Number Of Ingredients 20

1 cup brown lentils
1 water to cover
5 cups water
1-1/2 teaspoons salt
2 tablespoons vegetable oil
1 tablespoon cumin seeds
4 cardamom pods
1 cinnamon stick, broken
4 bay leaves
6 whole cloves
1-1/2 tablespoons minced fresh garlic
1-1/2 tablespoons minced fresh ginger
1/2 teaspoon ground turmeric
1 pinch cayenne pepper
1 cup canned tomato puree (I blended stewed tomatoes)
1 tablespoon chili powder - OPTIONAL. I didn't use any. Use up to 1 T
2 tablespoons ground coriander
1/4 cup butter
1 teaspoon fenugreek seeds, roasted. (Can also use 2 T dried fenugreek leaves)
1/2 cup cream

Steps:

  • Place lentils and kidney beans in a large bowl; cover with plenty of water. Soak for at least 2 hours or overnight. Drain.
  • Cook lentils, 5 cups water, and salt in a pot over medium heat until tender, stirring occasionally, about 1/2 hour. Remove from heat and set aside.

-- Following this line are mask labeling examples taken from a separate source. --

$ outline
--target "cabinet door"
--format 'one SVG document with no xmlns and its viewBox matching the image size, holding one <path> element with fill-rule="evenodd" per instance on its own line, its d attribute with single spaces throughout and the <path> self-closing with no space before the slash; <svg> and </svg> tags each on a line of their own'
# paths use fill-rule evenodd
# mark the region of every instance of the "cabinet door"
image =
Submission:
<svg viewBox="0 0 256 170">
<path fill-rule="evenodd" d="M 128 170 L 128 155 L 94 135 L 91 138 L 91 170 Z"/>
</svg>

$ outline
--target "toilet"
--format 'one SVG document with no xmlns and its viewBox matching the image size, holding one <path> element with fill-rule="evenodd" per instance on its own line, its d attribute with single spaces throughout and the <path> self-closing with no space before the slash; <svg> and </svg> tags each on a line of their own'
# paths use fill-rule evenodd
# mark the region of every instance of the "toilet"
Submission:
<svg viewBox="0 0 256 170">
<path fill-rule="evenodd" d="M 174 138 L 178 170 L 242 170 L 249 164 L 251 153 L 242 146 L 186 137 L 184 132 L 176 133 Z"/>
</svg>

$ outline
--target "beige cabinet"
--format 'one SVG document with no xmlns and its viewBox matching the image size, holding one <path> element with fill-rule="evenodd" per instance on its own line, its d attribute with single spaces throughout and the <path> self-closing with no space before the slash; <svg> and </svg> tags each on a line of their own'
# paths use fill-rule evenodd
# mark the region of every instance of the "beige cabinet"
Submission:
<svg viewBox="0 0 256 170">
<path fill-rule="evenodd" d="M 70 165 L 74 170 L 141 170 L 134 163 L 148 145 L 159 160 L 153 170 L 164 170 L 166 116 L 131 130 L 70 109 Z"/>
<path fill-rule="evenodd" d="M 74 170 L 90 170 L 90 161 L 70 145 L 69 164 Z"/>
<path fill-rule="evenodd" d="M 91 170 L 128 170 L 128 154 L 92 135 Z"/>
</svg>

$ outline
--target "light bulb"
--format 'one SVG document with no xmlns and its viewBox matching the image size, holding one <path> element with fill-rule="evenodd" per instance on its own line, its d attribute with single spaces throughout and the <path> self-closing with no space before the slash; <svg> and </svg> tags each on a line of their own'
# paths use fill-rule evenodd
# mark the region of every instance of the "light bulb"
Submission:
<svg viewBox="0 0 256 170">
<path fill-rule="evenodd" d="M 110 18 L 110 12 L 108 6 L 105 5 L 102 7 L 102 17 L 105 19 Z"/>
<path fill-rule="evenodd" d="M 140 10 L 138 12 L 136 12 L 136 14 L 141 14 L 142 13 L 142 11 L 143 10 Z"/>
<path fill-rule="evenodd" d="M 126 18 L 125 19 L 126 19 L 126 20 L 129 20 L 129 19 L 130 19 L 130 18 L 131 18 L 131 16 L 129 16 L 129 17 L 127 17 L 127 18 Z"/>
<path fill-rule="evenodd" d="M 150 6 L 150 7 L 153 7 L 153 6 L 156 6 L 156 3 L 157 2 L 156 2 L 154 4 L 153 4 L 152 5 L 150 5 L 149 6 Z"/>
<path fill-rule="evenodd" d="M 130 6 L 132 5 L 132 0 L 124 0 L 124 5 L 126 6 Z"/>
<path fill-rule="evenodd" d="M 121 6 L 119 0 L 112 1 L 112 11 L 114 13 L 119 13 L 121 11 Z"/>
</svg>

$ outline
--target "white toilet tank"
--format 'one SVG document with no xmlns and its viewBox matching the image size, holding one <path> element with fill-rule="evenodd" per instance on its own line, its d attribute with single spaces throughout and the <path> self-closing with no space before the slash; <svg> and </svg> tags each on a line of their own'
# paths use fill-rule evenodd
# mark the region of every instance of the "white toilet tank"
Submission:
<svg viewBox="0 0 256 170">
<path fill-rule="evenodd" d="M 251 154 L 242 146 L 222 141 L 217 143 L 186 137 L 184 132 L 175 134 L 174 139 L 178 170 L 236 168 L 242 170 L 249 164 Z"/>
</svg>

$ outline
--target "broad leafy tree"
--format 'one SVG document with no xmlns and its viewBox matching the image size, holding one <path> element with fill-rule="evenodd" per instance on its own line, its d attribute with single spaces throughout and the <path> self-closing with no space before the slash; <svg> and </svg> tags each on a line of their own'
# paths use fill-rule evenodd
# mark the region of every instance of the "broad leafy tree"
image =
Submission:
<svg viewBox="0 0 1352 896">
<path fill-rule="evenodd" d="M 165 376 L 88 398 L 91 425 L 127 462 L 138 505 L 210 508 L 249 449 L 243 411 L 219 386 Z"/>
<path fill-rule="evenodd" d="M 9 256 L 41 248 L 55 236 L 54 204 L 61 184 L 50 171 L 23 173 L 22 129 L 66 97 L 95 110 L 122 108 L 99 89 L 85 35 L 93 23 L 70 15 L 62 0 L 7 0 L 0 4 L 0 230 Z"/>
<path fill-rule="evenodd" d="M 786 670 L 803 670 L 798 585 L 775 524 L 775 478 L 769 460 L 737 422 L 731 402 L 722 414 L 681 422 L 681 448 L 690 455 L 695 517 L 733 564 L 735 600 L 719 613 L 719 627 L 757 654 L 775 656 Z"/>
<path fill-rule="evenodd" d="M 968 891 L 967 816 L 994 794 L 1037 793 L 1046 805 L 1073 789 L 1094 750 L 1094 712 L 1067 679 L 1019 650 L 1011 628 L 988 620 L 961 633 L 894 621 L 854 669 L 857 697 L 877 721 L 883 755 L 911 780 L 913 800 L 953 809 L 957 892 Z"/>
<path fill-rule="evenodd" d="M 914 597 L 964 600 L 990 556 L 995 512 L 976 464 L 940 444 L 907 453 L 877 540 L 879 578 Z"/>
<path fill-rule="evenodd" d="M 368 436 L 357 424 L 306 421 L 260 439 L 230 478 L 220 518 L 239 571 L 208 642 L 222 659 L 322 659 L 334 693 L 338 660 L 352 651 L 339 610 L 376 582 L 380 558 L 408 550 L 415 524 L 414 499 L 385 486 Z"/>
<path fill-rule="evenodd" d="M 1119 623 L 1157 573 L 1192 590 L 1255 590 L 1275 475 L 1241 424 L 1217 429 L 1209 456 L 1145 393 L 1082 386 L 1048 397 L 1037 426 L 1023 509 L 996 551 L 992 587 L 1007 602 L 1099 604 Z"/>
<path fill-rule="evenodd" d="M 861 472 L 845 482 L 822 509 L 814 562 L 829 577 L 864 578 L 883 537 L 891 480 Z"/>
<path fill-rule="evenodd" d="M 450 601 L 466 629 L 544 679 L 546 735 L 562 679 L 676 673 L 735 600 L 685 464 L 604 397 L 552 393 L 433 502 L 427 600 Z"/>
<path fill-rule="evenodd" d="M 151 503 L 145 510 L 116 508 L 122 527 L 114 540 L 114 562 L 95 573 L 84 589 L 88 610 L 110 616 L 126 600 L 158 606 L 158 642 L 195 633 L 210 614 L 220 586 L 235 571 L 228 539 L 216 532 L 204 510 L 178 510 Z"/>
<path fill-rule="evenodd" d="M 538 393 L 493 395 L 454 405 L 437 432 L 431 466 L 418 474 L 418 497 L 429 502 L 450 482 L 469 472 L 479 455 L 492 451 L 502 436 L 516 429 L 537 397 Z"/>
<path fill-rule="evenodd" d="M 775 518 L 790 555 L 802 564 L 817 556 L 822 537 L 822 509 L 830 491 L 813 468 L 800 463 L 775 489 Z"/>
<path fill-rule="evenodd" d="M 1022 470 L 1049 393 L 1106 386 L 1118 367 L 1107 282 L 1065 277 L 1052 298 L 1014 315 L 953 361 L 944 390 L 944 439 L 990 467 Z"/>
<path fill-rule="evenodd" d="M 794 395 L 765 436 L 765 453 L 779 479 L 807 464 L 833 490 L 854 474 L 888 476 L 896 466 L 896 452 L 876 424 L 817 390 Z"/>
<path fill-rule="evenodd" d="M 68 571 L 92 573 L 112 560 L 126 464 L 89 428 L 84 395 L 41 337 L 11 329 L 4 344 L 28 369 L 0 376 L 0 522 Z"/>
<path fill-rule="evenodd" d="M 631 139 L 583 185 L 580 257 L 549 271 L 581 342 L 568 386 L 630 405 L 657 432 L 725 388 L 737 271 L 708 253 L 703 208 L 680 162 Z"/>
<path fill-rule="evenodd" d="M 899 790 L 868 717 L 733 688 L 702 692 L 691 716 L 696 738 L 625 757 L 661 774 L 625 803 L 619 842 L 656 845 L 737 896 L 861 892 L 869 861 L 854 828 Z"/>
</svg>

Keep the lentils and any excess cooking water in the pot.
  • Heat vegetable oil in a saucepan over medium-high heat. Cook cumin seeds in the hot oil until they begin to pop, 1 to 2 minutes. Add cardamom pods, cinnamon stick, bay leaves, and cloves; cook until bay leaves turn brown, about 1 minute. Reduce heat to medium-low; add ginger, garlic, turmeric, and cayenne pepper. Stir to coat.
  • Stir tomato puree into spice mixture; cook over medium heat until slightly reduced, about 5 minutes. Add chili powder, coriander, and butter; cook and stir until butter is melted.
  • Stir tomato mixture into the lentils, keeping any leftover cooking water from the lentils; bring to a boil, reduce heat to low. Stir fenugreek into lentil mixture. Cover saucepan and simmer until heated through, stirring occasionally with the lid off, about 45 minutes. Add cream and cook until heated through, 2 to 4 minutes.